Today, immigrants flock to our nation in search of many of the same things most of our own ancestors were seeking — safety from religious or political persecution, refuge from violence and crushing poverty and the dream of living a safer, more prosperous life. And we can’t forget those who are also fleeing a new threat: environmental destruction caused by climate change. One recent study predicted that the U.S. can expect to see more than 30 million migrants fleeing extreme climate scenarios in Central America over the next three decades.

“Every day vulnerable people are forcibly displaced due to impacts generated by climate change. This isn’t something that will happen, this is something happening now,” the nonprofit organization Climate Refugees recently pointed out. “Numerous studies, like The World Bank, forecast a grim picture of internal displacement in the millions, as the adverse effects of climate change induce more extreme weather, rising sea levels, threaten food security and impact livelihoods.”

Regardless of why people migrate to our country, there is no doubt the United States would be a dramatically different nation without the economic and cultural contributions of its immigrants.

Are your children waiting this week to hear Santa Claus and his reindeers? You can thank Dutch immigrants for bringing that tradition to the U.S. Have you ever bought something from Levi Strauss, Nordstrom, Procter & Gamble, Kraft or Anheuser Busch? All of those companies were founded by an immigrant or the child of an immigrant. In fact, studies have consistently shown immigrants are twice as likely to become entrepreneurs than native-born Americans.

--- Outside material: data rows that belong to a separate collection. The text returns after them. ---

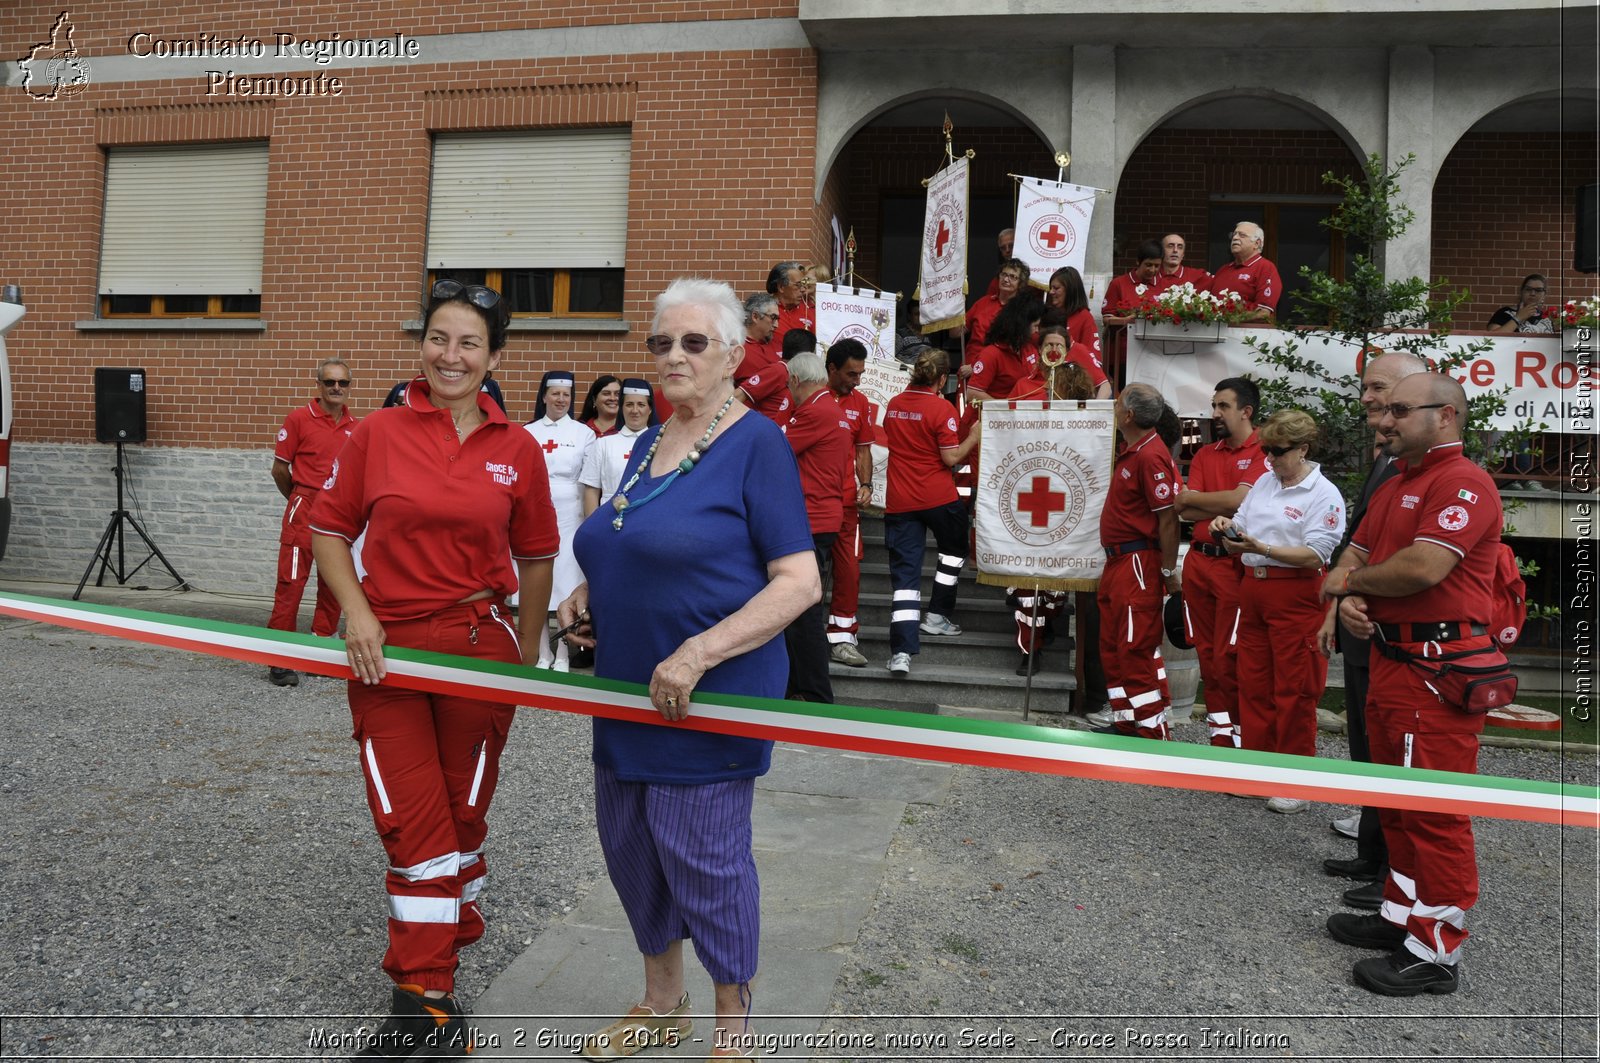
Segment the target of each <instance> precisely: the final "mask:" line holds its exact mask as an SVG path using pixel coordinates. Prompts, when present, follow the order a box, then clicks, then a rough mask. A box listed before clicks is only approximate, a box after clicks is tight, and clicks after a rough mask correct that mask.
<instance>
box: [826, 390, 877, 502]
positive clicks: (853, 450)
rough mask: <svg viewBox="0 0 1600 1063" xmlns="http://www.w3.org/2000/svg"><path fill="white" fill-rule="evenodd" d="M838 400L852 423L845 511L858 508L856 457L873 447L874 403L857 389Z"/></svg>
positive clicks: (845, 498)
mask: <svg viewBox="0 0 1600 1063" xmlns="http://www.w3.org/2000/svg"><path fill="white" fill-rule="evenodd" d="M834 399H837V400H838V408H840V410H842V411H843V413H845V419H846V421H850V442H851V443H853V445H851V448H850V463H848V464H846V466H845V483H843V488H845V509H854V507H856V455H858V453H861V447H870V445H872V427H874V424H872V402H870V400H869V399H867V397H866V395H862V394H861V389H859V387H856V389H854V391H851V392H850V394H848V395H845V397H843V399H840V397H838V395H834Z"/></svg>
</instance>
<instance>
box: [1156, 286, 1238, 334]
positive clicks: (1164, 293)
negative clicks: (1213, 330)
mask: <svg viewBox="0 0 1600 1063" xmlns="http://www.w3.org/2000/svg"><path fill="white" fill-rule="evenodd" d="M1133 312H1134V315H1138V317H1142V319H1144V320H1149V322H1163V323H1170V325H1182V323H1186V322H1200V323H1203V325H1214V323H1218V322H1221V323H1224V325H1232V323H1235V322H1238V320H1243V317H1245V315H1246V314H1248V312H1250V311H1248V307H1246V306H1245V299H1243V296H1240V295H1238V293H1237V291H1229V290H1226V288H1224V290H1222V291H1219V293H1213V291H1202V290H1200V288H1195V287H1194V285H1192V283H1181V285H1173V287H1171V288H1166V290H1165V291H1162V295H1158V296H1155V298H1154V299H1149V301H1146V303H1142V304H1139V306H1138V307H1136V309H1134V311H1133Z"/></svg>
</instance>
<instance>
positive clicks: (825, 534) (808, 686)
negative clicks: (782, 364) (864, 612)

Immigrants also are the backbone of many industries we rely on for our very survival — according to the Department of Agriculture, nearly 75% of America’s agricultural workers, including those who help grow and harvest our produce, were not born in the U.S. Immigrants also account for nearly one-fourth of the folks who work in our restaurants, grocery stores and food processing plants. If we were to severely restrict immigration — as Trump and his friends have suggested — it is almost a given that our food prices would skyrocket.

And when we get sick, immigrants are there to take care of us. According to a 2020 report by the New American Economy Research Fund, immigrants make up more than 16% of all healthcare workers in the U.S. — and account for nearly 30% of our physicians and surgeons.

At a time when the Association of American Medical Colleges predicts our nation will have a shortage of more than 320,000 nurses and doctors within the next decade, do we really want to elect leaders whose anti-immigrant policies will just worsen this already dire situation?

This holiday season, as many Camas-Washougal Christians celebrate the birth of Jesus — whose parents may be the most famous refugees in history — let’s remember the point of the Christmas Eve story and commit to opening our hearts to — and advocating for — refugees and immigrants who contribute so much to this melting pot we call America.